La solicitud había sido hecha por la Unidad de Información Financiera (UIF) en tiempos del macrismo, en el marco del expediente por enriquecimiento ilícito que supo involucrar a la hoy vicepresidenta y su entonces marido Néstor.
Esa causa judicial fue cerrada en 2009 de manera irregular por parte del exjuez Norberto Oyarbide, quien decidió omitir las gruesas inconsistencias en las declaraciones juradas del matrimonio e incluso aceptó como perito “oficial” al contador de los K, Víctor Manzanares.

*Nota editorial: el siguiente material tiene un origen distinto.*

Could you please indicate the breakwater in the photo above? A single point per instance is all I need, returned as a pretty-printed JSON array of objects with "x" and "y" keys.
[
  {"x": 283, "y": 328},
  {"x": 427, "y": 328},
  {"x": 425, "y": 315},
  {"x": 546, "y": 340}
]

Este último reconocería años más tarde ante la Justicia que Oyarbide recibió ocho millones de dólares a cambio de sobreseer a Néstor y Cristina.
Ello fue lo que motivó a la UIF a pedir la reapertura del expediente de marras, basándose en una figura novedosa que empezó a aplicarse en países del primer mundo: la “cosa juzgada irrita” o “fraudulenta”.
Refiere a aquellos procesos en los que no se han respetado las reglas del debido proceso o cuando los jueces no obraron con independencia e imparcialidad. Es justo el caso descripto aquí.
La magistrada Capuchetti tuvo en sus manos la posibilidad de hacer historia, pero la dejó escapar. No se trataba de condenar a Cristina, sino de volver a analizar un expediente que está plagado de irregularidades, independientemente de los resultados a los que se arribara eventualmente.
Hubiera sido un paso firme en favor del republicanismo, tan necesario en la desvencijada Argentina de hoy.
A su vez, hubiera oficiado como antecedente jurídico de relevante elocuencia. Habría sido un “antes y un después” en la Justicia Federal argentina.
Pero no podrá ser. Porque ya hace mucho que Argentina no es una república. No es potestad del kirchnerismo, ni del macrismo, sino de los gobiernos de los últimos 30 años. Todos ellos.